Great, and then my follow-up is -- so in your Analyst Day, you plan to give an update, I think, on your 2020 outlook and provide longer-term guidance beyond 2020. We have some aspect of your 2020 outlook from prior calls and prior Analyst Day. Would you say you're confident at this point that you would [need] to overachieve your 2020 outlook at this point just based on everything you've done through 1Q '18?

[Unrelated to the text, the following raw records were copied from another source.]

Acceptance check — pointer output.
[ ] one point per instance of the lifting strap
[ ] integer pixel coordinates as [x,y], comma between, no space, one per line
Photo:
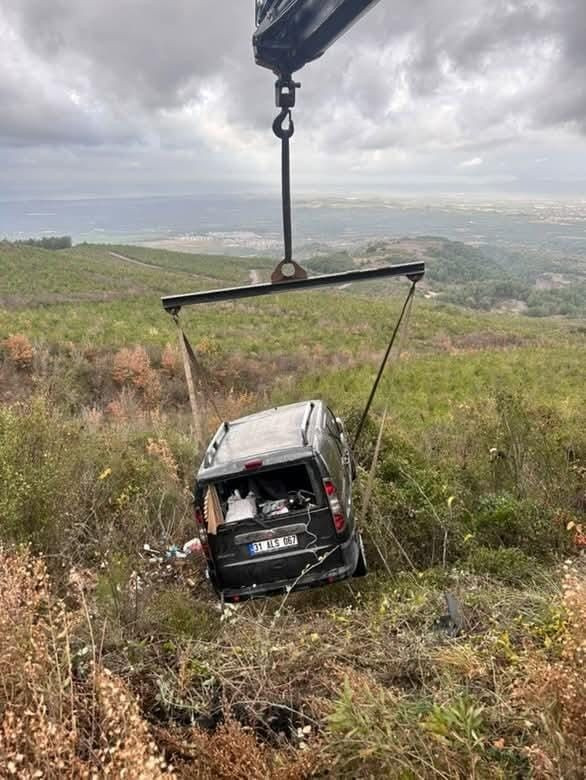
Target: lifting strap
[403,318]
[192,365]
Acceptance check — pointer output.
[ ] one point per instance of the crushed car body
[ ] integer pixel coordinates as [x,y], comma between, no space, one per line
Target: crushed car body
[273,503]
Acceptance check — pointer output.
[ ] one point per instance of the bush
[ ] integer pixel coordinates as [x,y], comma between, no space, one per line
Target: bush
[505,521]
[508,564]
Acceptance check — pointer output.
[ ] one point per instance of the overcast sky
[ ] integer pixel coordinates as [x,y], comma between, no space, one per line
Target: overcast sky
[121,97]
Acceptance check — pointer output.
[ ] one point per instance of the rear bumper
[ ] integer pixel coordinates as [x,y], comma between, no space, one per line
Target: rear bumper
[309,580]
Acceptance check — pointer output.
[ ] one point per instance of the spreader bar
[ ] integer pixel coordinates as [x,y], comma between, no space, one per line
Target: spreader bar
[173,303]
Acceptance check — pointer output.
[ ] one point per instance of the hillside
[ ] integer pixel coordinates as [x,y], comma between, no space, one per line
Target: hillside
[539,284]
[479,491]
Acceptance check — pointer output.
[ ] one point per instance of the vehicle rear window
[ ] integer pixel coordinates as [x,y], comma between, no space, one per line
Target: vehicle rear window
[268,492]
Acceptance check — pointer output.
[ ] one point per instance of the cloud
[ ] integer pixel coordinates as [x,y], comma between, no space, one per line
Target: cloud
[416,84]
[474,162]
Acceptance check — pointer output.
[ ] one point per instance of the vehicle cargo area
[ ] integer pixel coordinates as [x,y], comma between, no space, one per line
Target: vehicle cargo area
[269,525]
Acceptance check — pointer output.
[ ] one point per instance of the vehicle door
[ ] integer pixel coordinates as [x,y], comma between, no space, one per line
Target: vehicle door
[342,476]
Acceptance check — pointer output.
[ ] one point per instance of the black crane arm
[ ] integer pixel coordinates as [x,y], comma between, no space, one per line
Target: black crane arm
[291,33]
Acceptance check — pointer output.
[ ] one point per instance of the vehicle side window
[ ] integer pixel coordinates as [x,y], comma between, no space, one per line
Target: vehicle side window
[332,429]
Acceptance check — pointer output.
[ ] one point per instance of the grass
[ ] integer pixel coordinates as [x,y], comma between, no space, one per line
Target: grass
[109,661]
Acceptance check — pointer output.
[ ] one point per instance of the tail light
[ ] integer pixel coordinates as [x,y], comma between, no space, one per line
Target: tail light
[335,506]
[202,531]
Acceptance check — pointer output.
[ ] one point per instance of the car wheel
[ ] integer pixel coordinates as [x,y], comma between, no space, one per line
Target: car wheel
[361,569]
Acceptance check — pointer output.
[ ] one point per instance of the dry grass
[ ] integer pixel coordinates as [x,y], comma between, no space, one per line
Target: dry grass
[554,690]
[19,351]
[60,715]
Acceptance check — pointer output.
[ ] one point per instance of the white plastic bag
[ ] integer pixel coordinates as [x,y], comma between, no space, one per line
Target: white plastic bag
[241,508]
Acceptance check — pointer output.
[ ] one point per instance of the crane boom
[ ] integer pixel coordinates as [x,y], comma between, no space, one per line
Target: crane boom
[291,33]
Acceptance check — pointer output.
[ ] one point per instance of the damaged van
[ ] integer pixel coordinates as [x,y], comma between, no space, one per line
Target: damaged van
[273,503]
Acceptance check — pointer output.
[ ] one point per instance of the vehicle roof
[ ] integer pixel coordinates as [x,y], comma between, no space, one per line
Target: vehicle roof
[277,435]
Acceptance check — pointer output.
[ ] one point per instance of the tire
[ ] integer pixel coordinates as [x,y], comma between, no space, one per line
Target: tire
[361,569]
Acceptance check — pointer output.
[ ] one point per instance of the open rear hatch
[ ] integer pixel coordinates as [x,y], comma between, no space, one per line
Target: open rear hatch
[273,525]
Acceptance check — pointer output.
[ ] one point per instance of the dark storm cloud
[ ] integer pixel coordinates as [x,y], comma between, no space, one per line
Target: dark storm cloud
[414,79]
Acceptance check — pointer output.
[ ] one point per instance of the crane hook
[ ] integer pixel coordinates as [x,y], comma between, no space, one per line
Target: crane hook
[278,125]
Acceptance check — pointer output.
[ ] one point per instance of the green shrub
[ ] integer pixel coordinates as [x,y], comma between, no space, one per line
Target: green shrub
[508,564]
[505,521]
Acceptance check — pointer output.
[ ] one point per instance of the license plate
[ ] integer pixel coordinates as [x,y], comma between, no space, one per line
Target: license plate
[272,545]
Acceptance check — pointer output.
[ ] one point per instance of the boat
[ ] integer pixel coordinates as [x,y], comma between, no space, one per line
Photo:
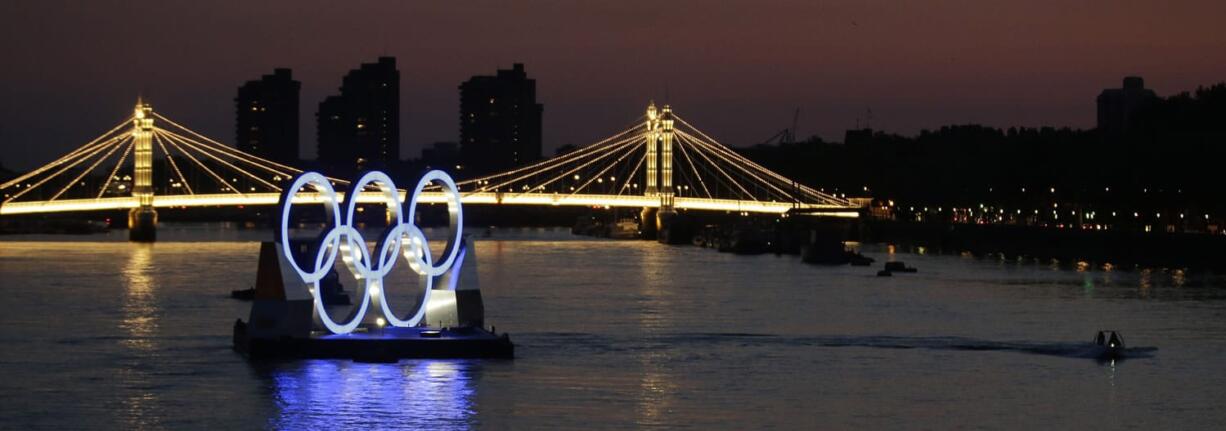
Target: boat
[858,260]
[1108,344]
[243,294]
[898,266]
[625,229]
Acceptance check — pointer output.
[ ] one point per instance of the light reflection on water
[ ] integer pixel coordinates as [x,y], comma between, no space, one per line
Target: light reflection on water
[623,334]
[140,323]
[330,394]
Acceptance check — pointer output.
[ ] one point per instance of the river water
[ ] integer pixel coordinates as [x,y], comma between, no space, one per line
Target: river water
[101,333]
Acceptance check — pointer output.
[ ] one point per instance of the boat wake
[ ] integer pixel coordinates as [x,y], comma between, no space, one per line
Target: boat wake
[1083,350]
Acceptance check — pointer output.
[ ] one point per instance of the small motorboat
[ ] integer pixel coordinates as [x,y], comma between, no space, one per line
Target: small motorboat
[898,266]
[1108,344]
[243,294]
[858,260]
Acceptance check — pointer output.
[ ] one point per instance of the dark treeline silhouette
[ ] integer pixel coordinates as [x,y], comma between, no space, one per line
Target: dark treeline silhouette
[1170,161]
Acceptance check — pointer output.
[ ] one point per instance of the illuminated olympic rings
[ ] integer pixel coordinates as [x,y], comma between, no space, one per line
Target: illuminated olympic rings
[401,238]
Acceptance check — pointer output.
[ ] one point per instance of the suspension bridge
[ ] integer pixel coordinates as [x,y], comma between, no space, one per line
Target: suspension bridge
[660,162]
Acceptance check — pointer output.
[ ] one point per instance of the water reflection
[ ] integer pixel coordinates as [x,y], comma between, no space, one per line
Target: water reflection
[140,303]
[340,394]
[656,314]
[140,326]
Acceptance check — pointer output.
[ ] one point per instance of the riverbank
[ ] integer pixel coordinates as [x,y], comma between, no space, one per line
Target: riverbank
[1100,246]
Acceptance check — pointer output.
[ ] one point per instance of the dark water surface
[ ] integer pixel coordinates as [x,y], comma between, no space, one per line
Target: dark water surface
[101,333]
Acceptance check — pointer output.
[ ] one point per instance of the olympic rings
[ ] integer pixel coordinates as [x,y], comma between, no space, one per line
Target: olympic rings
[343,241]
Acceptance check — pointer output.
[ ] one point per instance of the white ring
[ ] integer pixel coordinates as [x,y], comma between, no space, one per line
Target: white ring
[401,238]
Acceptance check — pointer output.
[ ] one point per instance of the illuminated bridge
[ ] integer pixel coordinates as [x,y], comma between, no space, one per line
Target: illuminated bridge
[661,162]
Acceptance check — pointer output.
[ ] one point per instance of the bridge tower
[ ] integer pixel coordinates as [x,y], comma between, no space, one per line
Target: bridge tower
[142,219]
[658,136]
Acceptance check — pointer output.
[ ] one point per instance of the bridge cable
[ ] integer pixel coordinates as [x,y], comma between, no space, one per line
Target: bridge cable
[90,169]
[115,170]
[66,157]
[175,165]
[193,158]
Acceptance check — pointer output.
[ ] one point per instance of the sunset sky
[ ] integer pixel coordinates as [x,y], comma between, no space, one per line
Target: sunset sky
[736,69]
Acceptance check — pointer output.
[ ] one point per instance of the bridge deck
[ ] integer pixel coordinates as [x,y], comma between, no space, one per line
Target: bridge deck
[180,201]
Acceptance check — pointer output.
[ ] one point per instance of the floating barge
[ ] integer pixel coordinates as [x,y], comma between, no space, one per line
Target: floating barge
[385,344]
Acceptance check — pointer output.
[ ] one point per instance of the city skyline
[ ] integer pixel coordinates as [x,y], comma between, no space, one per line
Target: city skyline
[839,61]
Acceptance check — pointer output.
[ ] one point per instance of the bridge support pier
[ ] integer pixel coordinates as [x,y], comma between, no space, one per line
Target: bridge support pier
[649,224]
[142,224]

This is like getting a preview of a movie that has now gone to the theaters in the Internet when somebody filmed that illegally in the movie theater. I'm not giving you that one. Wait for it. It's not too far in the future. It's 3.5 weeks. We will be very happy to give you that insight when we are all in New York at the Pierre hotel.

Understood. And if I could squeeze one more in, is there any update on the Claris 483?

We have complete all the items that we have committed to the FDA. They were going to complete on time. We submitted that to the FDA. We can't speak on behalf of the FDA, but we can speak on behalf of Baxter that we have done everything that we promised to do. And we continue to do because that's not an end game. You just don't do what the FDA asks you to do. We continue to improve, find opportunities to improve our operation at Ahmedabad, and from our estimation, our plant has improved significantly. But we're not the FDA as I said, and I cannot comment on their behalf. But we, at Baxter, continue to be satisfied with the level of improvement that we have seen at our facility.

And there are no further questions at this time. Ladies and gentlemen, this concludes today's conference call with Baxter International. Thank you for participating, and have a great day.